India has also proposed that a country engaged in distant water fishing (fishing beyond 200 nautical miles from its sea shores) cannot provide fishery subsidies for 25 years from the date of entry into force of the fisheries subsidies agreement, an official said.

Fishing in distant waters or in some other country's territory is a major problem when it comes to maintaining fish stocks at sustainable levels. Such activities lead to depletion of fish stocks in the oceans and this happens because of use of highly mechanised vessels or boats for industrial fishing.

This agreement is under discussion among the 164 WTO members in Geneva.

The aim of these negotiations is to discipline subsidies with the overall objective to have sustainable fishing and to eliminate IUU (illegal, unreported and unregulated) fishing subsidies and prohibit subsidies contributing to overcapacity and overfishing. There are primarily three areas of fishing -- territorial waters (12 nautical miles from the sea shore), EEZ (exclusive economic zones - 200 nautical miles), and high seas. There are certain developed countries which go into high seas for exploiting the fishing stock.

The current proposal submitted by India assumes significance as it has stated that the draft text which is at present under negotiations is unbalanced.

"The present text is unbalanced and only when Indian suggestions (from its proposal) are considered and incorporated suitably, then only it will be a balanced text for negotiations. The present text cannot form the basis of negotiations because it is not balanced.

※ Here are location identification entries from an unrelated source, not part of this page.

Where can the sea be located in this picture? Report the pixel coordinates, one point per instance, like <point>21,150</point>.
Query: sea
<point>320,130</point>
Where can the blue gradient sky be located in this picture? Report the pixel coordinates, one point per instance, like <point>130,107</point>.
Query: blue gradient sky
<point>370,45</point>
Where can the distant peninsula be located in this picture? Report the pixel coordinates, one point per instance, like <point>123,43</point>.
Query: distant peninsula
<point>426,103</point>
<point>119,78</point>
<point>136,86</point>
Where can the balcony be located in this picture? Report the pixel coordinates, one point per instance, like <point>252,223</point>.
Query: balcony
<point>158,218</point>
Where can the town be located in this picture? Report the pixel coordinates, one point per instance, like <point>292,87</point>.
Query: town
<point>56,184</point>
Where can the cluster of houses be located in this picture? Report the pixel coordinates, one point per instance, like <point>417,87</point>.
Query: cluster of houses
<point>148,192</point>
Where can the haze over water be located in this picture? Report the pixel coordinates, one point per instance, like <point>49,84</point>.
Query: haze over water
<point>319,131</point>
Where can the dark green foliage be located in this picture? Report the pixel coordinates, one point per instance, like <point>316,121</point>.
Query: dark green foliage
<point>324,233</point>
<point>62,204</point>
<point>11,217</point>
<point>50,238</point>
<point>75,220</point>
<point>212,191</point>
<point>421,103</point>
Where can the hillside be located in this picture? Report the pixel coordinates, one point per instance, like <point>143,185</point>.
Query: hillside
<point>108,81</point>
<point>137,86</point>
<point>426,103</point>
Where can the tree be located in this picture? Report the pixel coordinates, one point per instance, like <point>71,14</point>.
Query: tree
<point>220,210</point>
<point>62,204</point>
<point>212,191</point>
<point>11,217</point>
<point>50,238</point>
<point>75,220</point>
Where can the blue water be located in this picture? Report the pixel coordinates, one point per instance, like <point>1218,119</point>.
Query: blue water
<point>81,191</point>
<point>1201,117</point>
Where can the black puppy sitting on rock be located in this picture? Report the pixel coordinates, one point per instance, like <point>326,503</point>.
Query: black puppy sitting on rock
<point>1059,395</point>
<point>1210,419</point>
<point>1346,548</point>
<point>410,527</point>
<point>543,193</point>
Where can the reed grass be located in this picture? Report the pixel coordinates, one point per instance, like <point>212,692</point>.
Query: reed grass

Only when these suggestions are discussed, deliberated and in some manner incorporated in the revised text, then India can start the text-based negotiations," the official said.

In the WTO, member countries negotiate through a text to finalise an agreement.

The official added that the current draft text, which is under negotiations, does not provide a conducive policy space for developing and least developed countries (LDCs) that are yet to develop their fishing capacities.

"Therefore, the principle of polluter pays and common but differentiated responsibilities and respective capabilities concept must be applied in line with the popular demand of developing countries made at a meeting on July 15 this year," the official said.

The suggestion of India for a moratorium of 25 years on countries that are engaged in distant water fishing is based on FAO's (Food and Agriculture Organization) code of conduct for responsible fisheries, which was adopted in 1995. It has recognised the issues of overfishing and depletion of fish stocks.

Further, India has also proposed that member countries engaged in distant water fishing after this agreement comes into effect should have to reduce such activities by certain specified percent every year till overcapacity or overfishing persists.

These proposals, the official said, are path breaking and will go a long way in meeting the desired objective of sustainability of marine resources globally.

The proposal has also clarified that the 25 year prohibition on subsidies will not apply on LDCs; developing country that provide support to low income and resource-poor fishing community who indulge in fishing activities within their territorial waters and EEZs; and developing nations that are not engaged in distant water fishing as on date.

Also, the proposed restrictions would not apply to any developing country whose share of annual marine capture fish production is less than one per cent of the global annual marine capture fish production.

India's proposal has also stated that countries engaged in fishing in the high seas will have to declare certain details within 90 days after the agreement comes into force.

These details include fishing vessels engaged in distant waters, and names and details of those high seas.